As Gaus notes in the paragraph that follows this quote, to many persons this will seem outrageous. If we know that there is a statistical correlation between the fact that people participate in a practice and harmful behavior, this might seem to provide a sufficient reason to interfere with the practice. Of course, what is relevant here is that the harmful behavior is not part of the practice itself. However, it might be thought that the statistical relation is enough to justify interference. It is clear however that this view entails a complete denial of other persons’ moral agency. They are no longer viewed as autonomous moral agents who are able to subject their behavior to social and moral rules even if that goes against their desires or instinctive proclivities, but as heteronomous creatures whose choices are causally determined by factors outside their control.
Even if this is granted, many may be tempted to bite the bullet. Maybe there are indeed individuals who are not autonomous moral agents. However, presumably, the persons holding such views consider themselves as autonomous moral beings, for otherwise there is no reason to ascribe them any value – in this case, they would just be the causal product of factors that their holders do not control. That implies that they assume a moral asymmetry between them and others: they are moral agents, and others are not. What is at stake therefore in cases like Caricatures and Pornography is more than the normative importance of tolerance as an ideal. It is how we conceive ourselves and others as persons, either autonomous moral agents or heteronomous creatures, and whether we view all of us as equals in this respect.
[1] Karl Popper, The Open Society and Its Enemies, 5e édition (London: Routledge, 2011), p. 167.
[2] Note that behavior B is not part of practice P, which is essential for otherwise there is obviously a reason to interfere with P.
[3] This happens for instance under a counterfactual account of causation. If the practice P didn’t exist, individual I would be happier/better.

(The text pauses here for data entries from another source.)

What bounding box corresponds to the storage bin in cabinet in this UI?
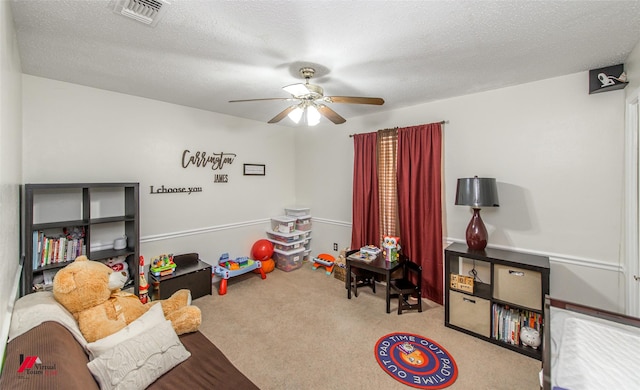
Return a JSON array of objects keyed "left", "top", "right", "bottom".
[
  {"left": 273, "top": 247, "right": 305, "bottom": 272},
  {"left": 449, "top": 290, "right": 490, "bottom": 338},
  {"left": 493, "top": 264, "right": 542, "bottom": 310},
  {"left": 271, "top": 216, "right": 297, "bottom": 233}
]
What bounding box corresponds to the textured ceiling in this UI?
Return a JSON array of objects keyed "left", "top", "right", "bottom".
[{"left": 9, "top": 0, "right": 640, "bottom": 126}]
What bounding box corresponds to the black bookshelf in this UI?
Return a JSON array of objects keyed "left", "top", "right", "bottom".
[
  {"left": 21, "top": 183, "right": 139, "bottom": 296},
  {"left": 444, "top": 242, "right": 550, "bottom": 360}
]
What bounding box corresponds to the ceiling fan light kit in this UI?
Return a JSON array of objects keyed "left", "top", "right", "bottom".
[
  {"left": 229, "top": 67, "right": 384, "bottom": 125},
  {"left": 306, "top": 105, "right": 321, "bottom": 126},
  {"left": 288, "top": 106, "right": 304, "bottom": 123},
  {"left": 287, "top": 102, "right": 322, "bottom": 126}
]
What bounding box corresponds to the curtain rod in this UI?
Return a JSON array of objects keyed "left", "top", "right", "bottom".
[{"left": 348, "top": 120, "right": 448, "bottom": 137}]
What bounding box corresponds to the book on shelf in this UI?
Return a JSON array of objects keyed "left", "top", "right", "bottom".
[
  {"left": 33, "top": 229, "right": 86, "bottom": 269},
  {"left": 492, "top": 303, "right": 542, "bottom": 346}
]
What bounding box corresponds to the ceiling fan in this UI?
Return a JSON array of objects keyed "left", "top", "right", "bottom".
[{"left": 229, "top": 67, "right": 384, "bottom": 125}]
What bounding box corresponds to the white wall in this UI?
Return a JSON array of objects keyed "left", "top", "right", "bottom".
[
  {"left": 296, "top": 71, "right": 627, "bottom": 312},
  {"left": 0, "top": 0, "right": 23, "bottom": 362},
  {"left": 623, "top": 40, "right": 640, "bottom": 315},
  {"left": 625, "top": 41, "right": 640, "bottom": 94},
  {"left": 22, "top": 76, "right": 297, "bottom": 264},
  {"left": 15, "top": 46, "right": 633, "bottom": 315}
]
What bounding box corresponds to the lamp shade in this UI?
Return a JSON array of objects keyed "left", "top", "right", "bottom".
[{"left": 455, "top": 177, "right": 499, "bottom": 208}]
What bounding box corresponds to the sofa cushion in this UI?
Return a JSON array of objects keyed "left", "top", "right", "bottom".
[
  {"left": 87, "top": 319, "right": 190, "bottom": 390},
  {"left": 0, "top": 321, "right": 99, "bottom": 390},
  {"left": 148, "top": 330, "right": 260, "bottom": 389}
]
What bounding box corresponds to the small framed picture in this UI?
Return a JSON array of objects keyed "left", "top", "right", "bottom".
[{"left": 243, "top": 164, "right": 265, "bottom": 176}]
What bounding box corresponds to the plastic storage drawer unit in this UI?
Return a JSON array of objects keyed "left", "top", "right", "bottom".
[
  {"left": 267, "top": 238, "right": 304, "bottom": 251},
  {"left": 273, "top": 247, "right": 305, "bottom": 272},
  {"left": 266, "top": 230, "right": 303, "bottom": 243},
  {"left": 271, "top": 216, "right": 297, "bottom": 234},
  {"left": 295, "top": 216, "right": 312, "bottom": 231}
]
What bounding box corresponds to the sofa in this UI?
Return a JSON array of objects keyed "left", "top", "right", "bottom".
[{"left": 0, "top": 291, "right": 258, "bottom": 390}]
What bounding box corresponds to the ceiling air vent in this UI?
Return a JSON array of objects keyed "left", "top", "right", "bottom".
[{"left": 113, "top": 0, "right": 170, "bottom": 27}]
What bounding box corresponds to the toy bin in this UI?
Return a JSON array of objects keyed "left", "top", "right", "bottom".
[
  {"left": 296, "top": 216, "right": 312, "bottom": 231},
  {"left": 273, "top": 247, "right": 305, "bottom": 272},
  {"left": 285, "top": 207, "right": 310, "bottom": 217},
  {"left": 266, "top": 230, "right": 303, "bottom": 243},
  {"left": 271, "top": 216, "right": 297, "bottom": 234},
  {"left": 304, "top": 238, "right": 312, "bottom": 250},
  {"left": 303, "top": 249, "right": 311, "bottom": 262},
  {"left": 267, "top": 238, "right": 304, "bottom": 252}
]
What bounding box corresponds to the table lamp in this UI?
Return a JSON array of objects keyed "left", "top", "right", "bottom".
[{"left": 455, "top": 176, "right": 499, "bottom": 250}]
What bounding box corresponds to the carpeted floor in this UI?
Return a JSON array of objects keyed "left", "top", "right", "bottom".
[{"left": 191, "top": 261, "right": 542, "bottom": 389}]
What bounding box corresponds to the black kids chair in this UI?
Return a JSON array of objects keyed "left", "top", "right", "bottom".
[{"left": 389, "top": 255, "right": 422, "bottom": 314}]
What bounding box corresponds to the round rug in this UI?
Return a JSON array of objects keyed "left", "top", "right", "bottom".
[{"left": 374, "top": 332, "right": 458, "bottom": 389}]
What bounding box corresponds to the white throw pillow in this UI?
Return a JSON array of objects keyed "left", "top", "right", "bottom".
[
  {"left": 86, "top": 303, "right": 165, "bottom": 360},
  {"left": 87, "top": 319, "right": 191, "bottom": 390}
]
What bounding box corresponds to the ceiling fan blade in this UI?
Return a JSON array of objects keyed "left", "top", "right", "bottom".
[
  {"left": 268, "top": 105, "right": 298, "bottom": 124},
  {"left": 229, "top": 98, "right": 294, "bottom": 103},
  {"left": 283, "top": 83, "right": 310, "bottom": 96},
  {"left": 324, "top": 96, "right": 385, "bottom": 105},
  {"left": 317, "top": 105, "right": 346, "bottom": 124}
]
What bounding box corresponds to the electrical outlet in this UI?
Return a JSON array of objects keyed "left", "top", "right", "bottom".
[{"left": 333, "top": 243, "right": 338, "bottom": 251}]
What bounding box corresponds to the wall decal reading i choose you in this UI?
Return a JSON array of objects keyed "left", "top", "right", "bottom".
[
  {"left": 182, "top": 149, "right": 237, "bottom": 183},
  {"left": 149, "top": 185, "right": 202, "bottom": 195}
]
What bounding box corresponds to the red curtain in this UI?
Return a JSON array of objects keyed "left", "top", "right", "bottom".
[
  {"left": 351, "top": 132, "right": 380, "bottom": 249},
  {"left": 397, "top": 123, "right": 443, "bottom": 304}
]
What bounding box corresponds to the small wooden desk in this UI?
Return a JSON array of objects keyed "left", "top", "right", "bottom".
[{"left": 346, "top": 252, "right": 403, "bottom": 313}]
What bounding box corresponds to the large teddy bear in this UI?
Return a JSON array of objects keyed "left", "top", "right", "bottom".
[{"left": 53, "top": 255, "right": 201, "bottom": 343}]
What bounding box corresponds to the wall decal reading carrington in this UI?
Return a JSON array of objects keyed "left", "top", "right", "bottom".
[
  {"left": 182, "top": 150, "right": 236, "bottom": 170},
  {"left": 150, "top": 185, "right": 203, "bottom": 195},
  {"left": 182, "top": 149, "right": 236, "bottom": 183}
]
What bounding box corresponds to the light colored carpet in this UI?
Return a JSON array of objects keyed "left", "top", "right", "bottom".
[{"left": 192, "top": 262, "right": 542, "bottom": 389}]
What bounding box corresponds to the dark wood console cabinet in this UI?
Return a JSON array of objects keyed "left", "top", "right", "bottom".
[{"left": 150, "top": 253, "right": 212, "bottom": 300}]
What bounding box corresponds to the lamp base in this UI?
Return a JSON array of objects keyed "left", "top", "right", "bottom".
[{"left": 466, "top": 208, "right": 488, "bottom": 250}]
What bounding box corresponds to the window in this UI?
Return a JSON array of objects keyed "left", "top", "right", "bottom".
[{"left": 377, "top": 129, "right": 399, "bottom": 243}]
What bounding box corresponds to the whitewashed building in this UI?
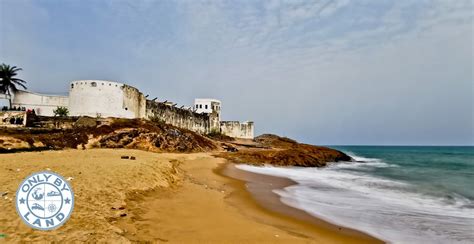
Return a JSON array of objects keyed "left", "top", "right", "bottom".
[
  {"left": 12, "top": 90, "right": 68, "bottom": 116},
  {"left": 194, "top": 98, "right": 254, "bottom": 139},
  {"left": 9, "top": 80, "right": 254, "bottom": 138},
  {"left": 69, "top": 80, "right": 146, "bottom": 118}
]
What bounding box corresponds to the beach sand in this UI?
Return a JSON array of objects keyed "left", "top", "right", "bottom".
[{"left": 0, "top": 149, "right": 381, "bottom": 243}]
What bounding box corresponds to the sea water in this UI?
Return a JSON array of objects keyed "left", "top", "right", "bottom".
[{"left": 237, "top": 146, "right": 474, "bottom": 243}]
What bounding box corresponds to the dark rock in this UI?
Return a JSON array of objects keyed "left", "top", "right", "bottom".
[
  {"left": 218, "top": 134, "right": 352, "bottom": 167},
  {"left": 222, "top": 144, "right": 238, "bottom": 152}
]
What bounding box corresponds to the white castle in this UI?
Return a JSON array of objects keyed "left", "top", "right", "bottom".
[{"left": 10, "top": 80, "right": 254, "bottom": 139}]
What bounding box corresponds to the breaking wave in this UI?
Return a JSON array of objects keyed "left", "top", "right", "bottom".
[{"left": 237, "top": 151, "right": 474, "bottom": 243}]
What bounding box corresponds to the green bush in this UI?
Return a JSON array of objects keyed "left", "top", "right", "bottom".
[{"left": 53, "top": 106, "right": 69, "bottom": 117}]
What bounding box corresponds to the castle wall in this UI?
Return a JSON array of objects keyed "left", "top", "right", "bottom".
[
  {"left": 12, "top": 90, "right": 69, "bottom": 116},
  {"left": 145, "top": 100, "right": 211, "bottom": 134},
  {"left": 122, "top": 84, "right": 147, "bottom": 118},
  {"left": 69, "top": 80, "right": 146, "bottom": 118},
  {"left": 194, "top": 98, "right": 221, "bottom": 133},
  {"left": 11, "top": 81, "right": 255, "bottom": 139},
  {"left": 220, "top": 121, "right": 254, "bottom": 139}
]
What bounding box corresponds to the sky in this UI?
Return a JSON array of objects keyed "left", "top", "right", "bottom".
[{"left": 1, "top": 0, "right": 473, "bottom": 145}]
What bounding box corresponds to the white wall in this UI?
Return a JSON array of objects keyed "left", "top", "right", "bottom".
[
  {"left": 194, "top": 98, "right": 221, "bottom": 114},
  {"left": 12, "top": 90, "right": 69, "bottom": 116},
  {"left": 220, "top": 121, "right": 254, "bottom": 139},
  {"left": 69, "top": 80, "right": 145, "bottom": 118}
]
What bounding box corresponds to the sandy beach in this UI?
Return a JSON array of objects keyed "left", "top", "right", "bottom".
[{"left": 0, "top": 149, "right": 381, "bottom": 243}]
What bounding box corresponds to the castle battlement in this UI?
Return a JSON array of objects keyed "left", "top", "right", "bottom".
[{"left": 11, "top": 80, "right": 254, "bottom": 139}]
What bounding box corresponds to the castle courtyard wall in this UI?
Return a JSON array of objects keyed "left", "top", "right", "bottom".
[
  {"left": 145, "top": 100, "right": 211, "bottom": 134},
  {"left": 220, "top": 121, "right": 254, "bottom": 139},
  {"left": 12, "top": 90, "right": 68, "bottom": 116}
]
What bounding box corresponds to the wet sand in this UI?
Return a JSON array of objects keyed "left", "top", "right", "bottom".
[
  {"left": 116, "top": 153, "right": 381, "bottom": 243},
  {"left": 220, "top": 163, "right": 383, "bottom": 243}
]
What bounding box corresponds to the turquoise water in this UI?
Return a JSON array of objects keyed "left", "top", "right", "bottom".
[
  {"left": 332, "top": 146, "right": 474, "bottom": 205},
  {"left": 238, "top": 146, "right": 474, "bottom": 243}
]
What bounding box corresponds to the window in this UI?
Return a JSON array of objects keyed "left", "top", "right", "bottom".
[
  {"left": 205, "top": 105, "right": 208, "bottom": 109},
  {"left": 71, "top": 84, "right": 74, "bottom": 89},
  {"left": 199, "top": 104, "right": 202, "bottom": 109},
  {"left": 91, "top": 82, "right": 97, "bottom": 87},
  {"left": 125, "top": 107, "right": 128, "bottom": 111},
  {"left": 195, "top": 104, "right": 198, "bottom": 108}
]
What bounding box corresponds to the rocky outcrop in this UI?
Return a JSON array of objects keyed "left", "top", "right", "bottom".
[
  {"left": 217, "top": 134, "right": 352, "bottom": 167},
  {"left": 0, "top": 118, "right": 349, "bottom": 167},
  {"left": 254, "top": 134, "right": 298, "bottom": 148},
  {"left": 0, "top": 118, "right": 217, "bottom": 153},
  {"left": 91, "top": 127, "right": 215, "bottom": 152}
]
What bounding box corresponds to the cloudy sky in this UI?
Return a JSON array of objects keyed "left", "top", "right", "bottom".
[{"left": 1, "top": 0, "right": 473, "bottom": 145}]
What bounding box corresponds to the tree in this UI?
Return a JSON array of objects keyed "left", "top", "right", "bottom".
[
  {"left": 0, "top": 64, "right": 27, "bottom": 108},
  {"left": 53, "top": 106, "right": 69, "bottom": 117}
]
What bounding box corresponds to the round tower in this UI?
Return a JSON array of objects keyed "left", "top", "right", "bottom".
[{"left": 69, "top": 80, "right": 145, "bottom": 118}]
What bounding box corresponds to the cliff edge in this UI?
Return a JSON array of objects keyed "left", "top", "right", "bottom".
[
  {"left": 0, "top": 118, "right": 351, "bottom": 167},
  {"left": 216, "top": 134, "right": 352, "bottom": 167},
  {"left": 0, "top": 118, "right": 217, "bottom": 153}
]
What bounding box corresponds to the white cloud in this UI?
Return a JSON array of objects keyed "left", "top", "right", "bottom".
[{"left": 1, "top": 0, "right": 472, "bottom": 144}]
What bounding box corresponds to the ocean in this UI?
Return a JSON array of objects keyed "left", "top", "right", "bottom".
[{"left": 237, "top": 146, "right": 474, "bottom": 243}]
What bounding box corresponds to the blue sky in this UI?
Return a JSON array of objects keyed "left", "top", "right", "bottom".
[{"left": 1, "top": 0, "right": 473, "bottom": 145}]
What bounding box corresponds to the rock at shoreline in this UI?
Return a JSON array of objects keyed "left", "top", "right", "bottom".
[
  {"left": 0, "top": 119, "right": 349, "bottom": 167},
  {"left": 217, "top": 134, "right": 352, "bottom": 167}
]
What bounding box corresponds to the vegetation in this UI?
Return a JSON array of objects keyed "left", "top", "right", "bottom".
[
  {"left": 206, "top": 129, "right": 234, "bottom": 141},
  {"left": 53, "top": 106, "right": 69, "bottom": 117},
  {"left": 0, "top": 64, "right": 27, "bottom": 108}
]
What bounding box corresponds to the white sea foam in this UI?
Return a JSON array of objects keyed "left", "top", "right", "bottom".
[
  {"left": 236, "top": 161, "right": 474, "bottom": 244},
  {"left": 345, "top": 151, "right": 381, "bottom": 162},
  {"left": 327, "top": 160, "right": 398, "bottom": 169}
]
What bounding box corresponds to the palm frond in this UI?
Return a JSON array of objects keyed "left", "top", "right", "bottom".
[
  {"left": 12, "top": 78, "right": 26, "bottom": 83},
  {"left": 0, "top": 64, "right": 28, "bottom": 92},
  {"left": 12, "top": 81, "right": 27, "bottom": 89},
  {"left": 11, "top": 66, "right": 22, "bottom": 73}
]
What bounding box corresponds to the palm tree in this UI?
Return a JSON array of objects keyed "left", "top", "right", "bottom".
[{"left": 0, "top": 64, "right": 27, "bottom": 108}]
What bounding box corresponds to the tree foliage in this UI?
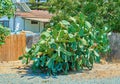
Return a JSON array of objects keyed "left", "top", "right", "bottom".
[
  {"left": 28, "top": 1, "right": 49, "bottom": 10},
  {"left": 29, "top": 0, "right": 36, "bottom": 3},
  {"left": 0, "top": 0, "right": 14, "bottom": 46},
  {"left": 0, "top": 26, "right": 10, "bottom": 46},
  {"left": 48, "top": 0, "right": 120, "bottom": 32},
  {"left": 81, "top": 0, "right": 120, "bottom": 32},
  {"left": 0, "top": 0, "right": 14, "bottom": 18}
]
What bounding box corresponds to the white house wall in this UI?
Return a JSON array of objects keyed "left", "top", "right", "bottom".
[
  {"left": 25, "top": 19, "right": 39, "bottom": 33},
  {"left": 25, "top": 19, "right": 44, "bottom": 33},
  {"left": 0, "top": 16, "right": 21, "bottom": 31},
  {"left": 15, "top": 16, "right": 24, "bottom": 31},
  {"left": 0, "top": 16, "right": 45, "bottom": 33},
  {"left": 40, "top": 22, "right": 45, "bottom": 33}
]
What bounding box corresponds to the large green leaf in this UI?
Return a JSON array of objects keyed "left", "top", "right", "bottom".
[
  {"left": 85, "top": 21, "right": 92, "bottom": 28},
  {"left": 46, "top": 54, "right": 57, "bottom": 68},
  {"left": 71, "top": 42, "right": 77, "bottom": 51},
  {"left": 40, "top": 56, "right": 47, "bottom": 67},
  {"left": 60, "top": 47, "right": 73, "bottom": 56},
  {"left": 52, "top": 29, "right": 58, "bottom": 39},
  {"left": 79, "top": 29, "right": 84, "bottom": 37},
  {"left": 81, "top": 38, "right": 88, "bottom": 45},
  {"left": 60, "top": 20, "right": 70, "bottom": 26},
  {"left": 94, "top": 50, "right": 99, "bottom": 57},
  {"left": 58, "top": 30, "right": 64, "bottom": 40}
]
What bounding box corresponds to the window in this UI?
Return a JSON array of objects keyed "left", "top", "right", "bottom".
[
  {"left": 31, "top": 20, "right": 38, "bottom": 24},
  {"left": 0, "top": 21, "right": 9, "bottom": 27}
]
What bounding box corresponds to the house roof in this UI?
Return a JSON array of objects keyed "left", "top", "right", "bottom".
[
  {"left": 15, "top": 10, "right": 53, "bottom": 22},
  {"left": 25, "top": 18, "right": 50, "bottom": 22}
]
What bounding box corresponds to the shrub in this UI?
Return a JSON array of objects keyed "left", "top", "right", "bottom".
[
  {"left": 0, "top": 26, "right": 10, "bottom": 46},
  {"left": 20, "top": 13, "right": 109, "bottom": 75}
]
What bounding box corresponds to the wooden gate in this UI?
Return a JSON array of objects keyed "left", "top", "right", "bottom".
[{"left": 0, "top": 32, "right": 26, "bottom": 61}]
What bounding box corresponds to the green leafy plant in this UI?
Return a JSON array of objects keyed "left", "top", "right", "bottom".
[
  {"left": 0, "top": 0, "right": 14, "bottom": 46},
  {"left": 20, "top": 13, "right": 109, "bottom": 75},
  {"left": 20, "top": 0, "right": 110, "bottom": 75},
  {"left": 0, "top": 26, "right": 10, "bottom": 46}
]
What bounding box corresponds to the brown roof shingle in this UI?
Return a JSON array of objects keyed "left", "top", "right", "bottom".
[{"left": 15, "top": 10, "right": 53, "bottom": 19}]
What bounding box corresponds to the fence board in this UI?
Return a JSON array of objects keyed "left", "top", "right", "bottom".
[{"left": 0, "top": 32, "right": 26, "bottom": 61}]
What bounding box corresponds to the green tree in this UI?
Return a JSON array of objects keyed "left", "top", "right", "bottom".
[
  {"left": 0, "top": 0, "right": 14, "bottom": 46},
  {"left": 0, "top": 0, "right": 14, "bottom": 18},
  {"left": 48, "top": 0, "right": 120, "bottom": 32},
  {"left": 81, "top": 0, "right": 120, "bottom": 32},
  {"left": 48, "top": 0, "right": 80, "bottom": 23}
]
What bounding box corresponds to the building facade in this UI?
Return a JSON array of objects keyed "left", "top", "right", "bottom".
[{"left": 0, "top": 0, "right": 51, "bottom": 33}]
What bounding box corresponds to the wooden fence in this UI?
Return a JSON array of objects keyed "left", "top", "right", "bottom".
[{"left": 0, "top": 32, "right": 26, "bottom": 61}]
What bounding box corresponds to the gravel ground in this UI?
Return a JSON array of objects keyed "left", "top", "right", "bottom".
[
  {"left": 0, "top": 61, "right": 120, "bottom": 84},
  {"left": 0, "top": 74, "right": 120, "bottom": 84}
]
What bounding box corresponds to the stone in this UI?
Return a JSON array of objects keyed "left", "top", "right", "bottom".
[{"left": 26, "top": 33, "right": 40, "bottom": 48}]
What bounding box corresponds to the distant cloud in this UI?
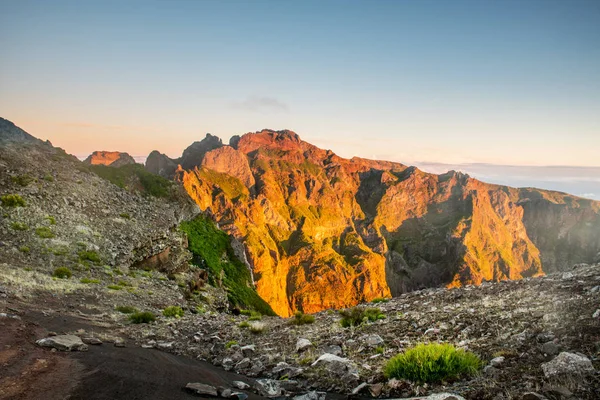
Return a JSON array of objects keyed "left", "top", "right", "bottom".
[{"left": 232, "top": 96, "right": 289, "bottom": 113}]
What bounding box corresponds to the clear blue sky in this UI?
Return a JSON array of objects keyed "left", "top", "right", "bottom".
[{"left": 1, "top": 0, "right": 599, "bottom": 171}]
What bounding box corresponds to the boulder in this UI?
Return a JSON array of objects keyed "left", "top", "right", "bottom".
[
  {"left": 541, "top": 352, "right": 595, "bottom": 379},
  {"left": 232, "top": 381, "right": 250, "bottom": 390},
  {"left": 36, "top": 335, "right": 88, "bottom": 352},
  {"left": 253, "top": 379, "right": 283, "bottom": 398},
  {"left": 293, "top": 391, "right": 326, "bottom": 400}
]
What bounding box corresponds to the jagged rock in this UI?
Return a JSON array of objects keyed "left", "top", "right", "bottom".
[
  {"left": 156, "top": 341, "right": 174, "bottom": 350},
  {"left": 540, "top": 342, "right": 560, "bottom": 356},
  {"left": 272, "top": 362, "right": 303, "bottom": 378},
  {"left": 490, "top": 356, "right": 505, "bottom": 367},
  {"left": 36, "top": 335, "right": 88, "bottom": 352},
  {"left": 240, "top": 345, "right": 255, "bottom": 356},
  {"left": 218, "top": 387, "right": 232, "bottom": 398},
  {"left": 362, "top": 334, "right": 384, "bottom": 347},
  {"left": 321, "top": 345, "right": 343, "bottom": 356},
  {"left": 541, "top": 352, "right": 595, "bottom": 378},
  {"left": 185, "top": 382, "right": 218, "bottom": 397},
  {"left": 292, "top": 391, "right": 326, "bottom": 400},
  {"left": 232, "top": 381, "right": 250, "bottom": 390},
  {"left": 368, "top": 383, "right": 384, "bottom": 397},
  {"left": 235, "top": 358, "right": 251, "bottom": 372},
  {"left": 593, "top": 309, "right": 600, "bottom": 318},
  {"left": 230, "top": 392, "right": 248, "bottom": 400},
  {"left": 248, "top": 360, "right": 264, "bottom": 377},
  {"left": 222, "top": 358, "right": 234, "bottom": 371},
  {"left": 82, "top": 337, "right": 103, "bottom": 345},
  {"left": 311, "top": 353, "right": 350, "bottom": 366},
  {"left": 253, "top": 379, "right": 282, "bottom": 397},
  {"left": 296, "top": 338, "right": 312, "bottom": 352}
]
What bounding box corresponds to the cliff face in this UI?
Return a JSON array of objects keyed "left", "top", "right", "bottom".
[
  {"left": 84, "top": 151, "right": 136, "bottom": 167},
  {"left": 165, "top": 129, "right": 600, "bottom": 316}
]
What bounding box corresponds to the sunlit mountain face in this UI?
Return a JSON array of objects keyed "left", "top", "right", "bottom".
[{"left": 144, "top": 129, "right": 600, "bottom": 317}]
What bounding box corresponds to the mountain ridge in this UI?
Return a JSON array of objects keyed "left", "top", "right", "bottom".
[{"left": 146, "top": 129, "right": 600, "bottom": 316}]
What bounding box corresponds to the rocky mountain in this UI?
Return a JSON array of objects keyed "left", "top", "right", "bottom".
[
  {"left": 0, "top": 117, "right": 270, "bottom": 314},
  {"left": 149, "top": 130, "right": 600, "bottom": 317},
  {"left": 83, "top": 151, "right": 137, "bottom": 167}
]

[4] Gerald Gaus, “On the Difficult Virtue of Minding One’s Own Business: Towards the Political Rehabilitation of Ebenezer Scrooge,” The Philosopher: A Magazine for Free Spirits 5 (1997): 24–28, p. 26.
"It is clear however that this view entails a complete denial of other persons’ moral agency. They are no longer viewed as autonomous moral agents who are able to subject their behavior to social and moral rules even if that goes against their desires or instinctive proclivities, but as heteronomous creatures whose choices are causally determined by factors outside their control."
This seems to me to be at false dichotomy..
The evidence seems quite convincing that human agents are neither purely autonomous nor purely heteronomous. Instead, agents are indeed able to make choices about behaviour - but that this ability (and often the choices themselves) are also conditioned by factors outside their control.
If we allow that there are good reasons to limit the actions of others - for example in cases of direct harms - then it would follow thereby that we cannot simply rule out (on the basis of some imagined pure autonomy) limitations in cases of indirect harms.